Getting the Willies

From the moment Bill Frisell walks on stage, it’s clear that he’s of a mind that has multiple things ambling through it, and he carefully selects exactly which of those things he’ll say. It’s the same modus operandi behind his guitar playing, except with the guitar, he also has live sampling capability that allows him to scramble what’s been played. So as he entered the homey Tractor Tavern stage last Wednesday night, it took Frisell several moments to acknowledge Eyvind Kang, with whom the guitarist has played most vauntedly on the Nonesuch Records CD Quartet and in the aptly named Bill Frisell Quartet.


Bill Frisell and the Willies

Tractor Tavern, Wednesday, June 9


Frisell, smiling—as he so frequently is when he’s either talking (sparely) on stage or digging his and/or his group’s playing—then remarked that he was grateful to be playing again with Kang, who’s just come off a tour as a member of Beck’s band. You could see the two get into a well-developed musical repartee, while the remaining Willies—bassist Keith Lowe and banjo dynamaestro Danny Barnes—plied their own unique roles in the group.

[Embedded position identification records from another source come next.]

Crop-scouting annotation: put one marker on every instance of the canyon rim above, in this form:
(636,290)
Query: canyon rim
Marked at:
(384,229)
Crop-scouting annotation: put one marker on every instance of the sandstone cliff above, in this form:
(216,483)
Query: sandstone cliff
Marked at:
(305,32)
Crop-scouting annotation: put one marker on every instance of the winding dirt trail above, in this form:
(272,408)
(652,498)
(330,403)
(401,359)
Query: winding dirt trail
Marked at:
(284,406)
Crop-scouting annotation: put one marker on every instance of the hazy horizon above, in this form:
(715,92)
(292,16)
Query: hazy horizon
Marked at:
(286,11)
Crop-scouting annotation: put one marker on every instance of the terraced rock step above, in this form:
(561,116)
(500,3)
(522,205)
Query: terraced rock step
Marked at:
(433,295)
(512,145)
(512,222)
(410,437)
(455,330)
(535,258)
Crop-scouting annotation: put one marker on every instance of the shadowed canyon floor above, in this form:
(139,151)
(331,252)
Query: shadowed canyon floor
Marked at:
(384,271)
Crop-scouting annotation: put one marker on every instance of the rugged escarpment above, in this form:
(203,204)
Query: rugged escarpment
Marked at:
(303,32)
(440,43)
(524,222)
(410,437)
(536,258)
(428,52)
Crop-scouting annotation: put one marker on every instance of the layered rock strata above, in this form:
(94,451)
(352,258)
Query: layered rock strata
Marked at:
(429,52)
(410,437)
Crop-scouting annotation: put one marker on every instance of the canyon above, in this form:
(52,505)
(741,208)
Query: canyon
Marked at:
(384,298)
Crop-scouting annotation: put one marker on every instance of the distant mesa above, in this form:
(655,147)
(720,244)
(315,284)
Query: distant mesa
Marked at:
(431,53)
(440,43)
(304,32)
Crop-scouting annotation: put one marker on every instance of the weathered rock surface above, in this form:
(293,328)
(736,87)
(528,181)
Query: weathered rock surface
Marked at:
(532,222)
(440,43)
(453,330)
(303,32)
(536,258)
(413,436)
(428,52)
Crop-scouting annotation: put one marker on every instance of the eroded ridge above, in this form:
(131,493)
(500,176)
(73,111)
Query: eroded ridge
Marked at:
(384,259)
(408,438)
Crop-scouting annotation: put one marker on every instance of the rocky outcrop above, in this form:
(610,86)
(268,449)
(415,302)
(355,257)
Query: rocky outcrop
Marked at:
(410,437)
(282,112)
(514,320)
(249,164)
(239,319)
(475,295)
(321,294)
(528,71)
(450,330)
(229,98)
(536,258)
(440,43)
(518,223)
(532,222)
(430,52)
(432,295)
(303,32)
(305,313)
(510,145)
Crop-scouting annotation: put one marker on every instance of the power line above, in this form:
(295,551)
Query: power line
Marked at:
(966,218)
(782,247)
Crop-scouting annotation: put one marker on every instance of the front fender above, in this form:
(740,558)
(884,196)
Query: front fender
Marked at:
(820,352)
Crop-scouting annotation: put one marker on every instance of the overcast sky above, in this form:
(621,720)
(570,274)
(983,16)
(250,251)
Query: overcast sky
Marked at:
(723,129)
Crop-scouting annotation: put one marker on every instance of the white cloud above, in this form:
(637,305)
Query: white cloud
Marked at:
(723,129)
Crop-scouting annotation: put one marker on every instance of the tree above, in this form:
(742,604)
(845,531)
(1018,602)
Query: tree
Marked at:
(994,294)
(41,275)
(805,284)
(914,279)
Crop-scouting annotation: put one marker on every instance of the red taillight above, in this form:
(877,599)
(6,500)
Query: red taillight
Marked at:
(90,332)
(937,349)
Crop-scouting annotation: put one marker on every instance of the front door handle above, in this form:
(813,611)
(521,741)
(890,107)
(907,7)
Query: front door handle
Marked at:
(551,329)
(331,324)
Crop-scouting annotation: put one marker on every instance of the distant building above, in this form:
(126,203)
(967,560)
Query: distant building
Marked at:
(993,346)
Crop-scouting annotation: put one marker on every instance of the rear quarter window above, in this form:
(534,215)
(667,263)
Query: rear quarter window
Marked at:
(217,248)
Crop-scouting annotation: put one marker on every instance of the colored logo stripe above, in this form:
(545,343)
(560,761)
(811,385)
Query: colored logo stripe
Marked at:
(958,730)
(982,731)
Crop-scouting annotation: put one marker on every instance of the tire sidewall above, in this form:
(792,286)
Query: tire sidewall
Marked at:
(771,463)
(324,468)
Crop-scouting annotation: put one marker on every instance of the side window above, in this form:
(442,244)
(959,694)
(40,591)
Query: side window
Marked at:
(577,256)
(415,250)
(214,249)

The show started off and remained almost meditative, with Frisell and Kang connecting on a textural level they’ve been exploring together off and on since Quartet. There was little of the rustic, middling-tempo moodiness of Frisell’s phenomenal new CD Good Dog, Happy Man, but instead a rack of tunes framed by Frisell’s sampler at the intro and outro, giving each piece an even greater sense of dynamic deliberation.

Barnes and Frisell as a duo, or with bassist Buell Neidlinger in the band Buellgrass, can be superb melodicists wearing their down-home hearts on their sleeves, but the Willies sound less willing to show their full hand. There were semi-extended free improvisational forays, which in the main occupied Frisell and Kang. In some spots, Barnes and Lowe seemed to be sharing a rhythmic role that resembled some weird weave of the low-end and the mid-register pluck.

There’s been an unmistakable change in Frisell’s musical direction since his 1995 bluegrass album Nashville. With the Willies, he steers the ‘grassy elements around and through the atmospheric studies perfected in the Quartet. The outcome is oddly configured, but when played live, it works—even if in strange ways.